The newest onslaught of disengagement in the workforce is not the employees. It’s management.
On March 11, talent and career management firm Right Management released survey results that showed 68 percent of managers fail to engage in their employees’ career development. Only 17 percent of 616 employees polled between January 5 and March 3 said their managers have an active interest in their career development.
“Organizations should be doing everything they can to build the careers of their top talent to keep them engaged and onboard,” said Bram Lowsky, executive vice president of Right Management, in a press release.
Unfortunately, the survey results point to a different reality. As front-line supervisors, managers have the power to help their employees move into an organization’s leadership pipeline.

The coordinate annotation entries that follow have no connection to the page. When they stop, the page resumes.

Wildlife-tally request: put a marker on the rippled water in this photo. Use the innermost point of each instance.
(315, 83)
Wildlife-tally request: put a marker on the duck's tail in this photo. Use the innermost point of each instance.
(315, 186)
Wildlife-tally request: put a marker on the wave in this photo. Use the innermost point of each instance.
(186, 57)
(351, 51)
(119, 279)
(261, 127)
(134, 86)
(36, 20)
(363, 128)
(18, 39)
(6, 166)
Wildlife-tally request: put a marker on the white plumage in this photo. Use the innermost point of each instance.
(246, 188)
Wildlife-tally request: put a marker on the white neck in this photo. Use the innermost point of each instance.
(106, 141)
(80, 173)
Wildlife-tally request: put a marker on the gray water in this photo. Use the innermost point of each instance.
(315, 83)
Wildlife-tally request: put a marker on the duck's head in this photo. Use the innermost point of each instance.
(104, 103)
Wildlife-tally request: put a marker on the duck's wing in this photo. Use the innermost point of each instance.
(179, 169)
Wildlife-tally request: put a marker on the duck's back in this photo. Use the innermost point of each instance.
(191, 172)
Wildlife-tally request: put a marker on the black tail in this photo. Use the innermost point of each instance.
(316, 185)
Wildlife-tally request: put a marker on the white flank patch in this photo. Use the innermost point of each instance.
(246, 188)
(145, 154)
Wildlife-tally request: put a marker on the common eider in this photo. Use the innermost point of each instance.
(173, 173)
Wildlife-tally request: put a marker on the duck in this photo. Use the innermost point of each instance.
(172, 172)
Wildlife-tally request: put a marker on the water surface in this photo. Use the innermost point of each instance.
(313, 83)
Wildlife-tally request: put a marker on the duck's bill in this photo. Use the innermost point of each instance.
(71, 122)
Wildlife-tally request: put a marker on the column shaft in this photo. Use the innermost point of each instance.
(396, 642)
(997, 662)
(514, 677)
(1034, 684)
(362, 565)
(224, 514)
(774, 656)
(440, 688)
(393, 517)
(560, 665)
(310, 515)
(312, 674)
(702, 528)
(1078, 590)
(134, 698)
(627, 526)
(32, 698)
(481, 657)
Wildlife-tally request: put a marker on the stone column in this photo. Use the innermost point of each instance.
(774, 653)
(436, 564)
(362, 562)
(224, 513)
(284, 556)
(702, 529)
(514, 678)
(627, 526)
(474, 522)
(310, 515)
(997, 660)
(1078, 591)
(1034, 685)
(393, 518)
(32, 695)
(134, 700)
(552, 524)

But sometimes managers need the right push from a learning leader to successfully shepherd these future leaders to the next place in their careers.
One way chief learning officers can improve managerial engagement is by teaching coaching skills. It takes work, but it can result in more engaged employees who are more likely to stay and continue contributing their skills to an organization.
“Coaching is referred to as evocative; it pulls out from the individual what’s needed,” said Matt Poepsel, vice president of product management for hiring and employee development firm PI Worldwide. “It’s not as intuitive as managing can seem to be.”
Poepsel said there are five steps managers can use to coach their employees.
1. Enroll: Come to a shared agreement with the employee on what goals will be accomplished during the coaching period.
2. Envision: Delineate what the coach role looks like and how it can help employees achieve their career goals.
3. Establish: Create plans and actions that can help achieve that career goal. Identify any blind spots and have a concrete plan written in pencil, not pen — adaptability is important.
4. Execute: “We’re not talking about executing a plan day-to-day,” Poepsel said. “Priorities change and work happens. How well are you following through?” Coaches are responsible for bringing employees back to the plan and making them accountable for working toward it, even in times of transition.
5. Evaluate: Find out if an employee feels like a more natural leader. What’s working and not working? A change in plan or vision might be necessary. If the employee has achieved his or her objective, re-enroll with a new goal.
Such actions aren’t always needed, however. “Some people emerge as natural coaches,” Poepsel said. “It’s instinctive, and it’s happening in many organizations by chance.”
Sam Davis, vice president of customized consulting solutions at the American Management Association, said managers may find themselves in coaching situations every day, whether they know it or not. The trick is to make sure they do it right — creating mutual trust to make employees comfortable sharing their goals, promoting a conversational atmosphere and focusing on clearly defined milestones.
“Every manager has a responsibility to be a coach,” Davis said. “That’s imperative if you expect to have a staff that can achieve all they have the opportunity to achieve.”